An equivalent unresolved problem in physics is dark energy in cosmology. Dark energy behaves in a particular way in General Relativity (that's where it gets its name), but its microscopic origin is unknown. There are theories involving cancellation in the quantum fluctuations of elementary particles or that it results from properties of the string theory vacuum based on the so-called anthropic principle. It's basically a complete mystery that I'd say is on the level of money in macroeconomics. You'd hear a different story from different economists about the value of money much like you'd hear a different story from different physicists about the nature of dark energy.
Macroeconomics does not currently know what causes recessions or what they are
Some economists think that recessions a normal function of an economy. Some believe that they can be mitigated by government policy to great advantage.
If this were medicine, it would represent a state of the art that did not agree as to whether someone was actually sick or not. Is the illness doing what needs to be done to the body to eliminate inefficiency? Or should we give the patient a fever reducer?
I had a hard time coming up with a good physics analogy here. Should I use the hypothetical Unruh effect? Gamma ray bursts? Baryon asymmetry? The stong CP problem? High temperature superconductivity? Sonoluminescence?

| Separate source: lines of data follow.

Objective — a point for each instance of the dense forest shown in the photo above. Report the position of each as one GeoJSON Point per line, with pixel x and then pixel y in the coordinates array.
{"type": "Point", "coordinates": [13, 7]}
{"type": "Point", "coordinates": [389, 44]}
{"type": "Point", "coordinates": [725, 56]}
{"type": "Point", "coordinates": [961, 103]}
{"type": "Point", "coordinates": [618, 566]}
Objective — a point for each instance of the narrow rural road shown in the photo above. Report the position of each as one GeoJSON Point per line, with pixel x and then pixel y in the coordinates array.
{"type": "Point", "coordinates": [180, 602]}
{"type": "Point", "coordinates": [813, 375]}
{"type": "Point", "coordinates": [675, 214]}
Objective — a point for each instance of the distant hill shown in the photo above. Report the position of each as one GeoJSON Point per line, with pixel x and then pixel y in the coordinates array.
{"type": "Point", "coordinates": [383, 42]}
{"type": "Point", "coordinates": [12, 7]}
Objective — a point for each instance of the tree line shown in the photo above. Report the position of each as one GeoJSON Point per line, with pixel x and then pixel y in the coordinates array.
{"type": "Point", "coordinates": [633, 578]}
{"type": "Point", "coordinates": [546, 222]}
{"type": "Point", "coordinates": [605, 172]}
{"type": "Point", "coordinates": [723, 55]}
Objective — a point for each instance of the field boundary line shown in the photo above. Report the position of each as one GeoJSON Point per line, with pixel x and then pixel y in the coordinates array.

But I've settled on the arrow of time. Some physicists think this is solved by entropy. However it doesn't make sense that the initial state of the universe (i.e. nearly uniform energy in the big bang) should be low entropy compared to today. In a sense, we have no real reason for time to flow in any particular direction and some fun results -- like quantizing the Wheeler-deWitt equation resulting in time dropping out of the model completely -- end up with a confused mess (or radical simplification, depending on your viewpoint).
...
Considering the unsolved problems in economics, leeches would actually represent a step forward from not understanding what food is or whether the patient is sick!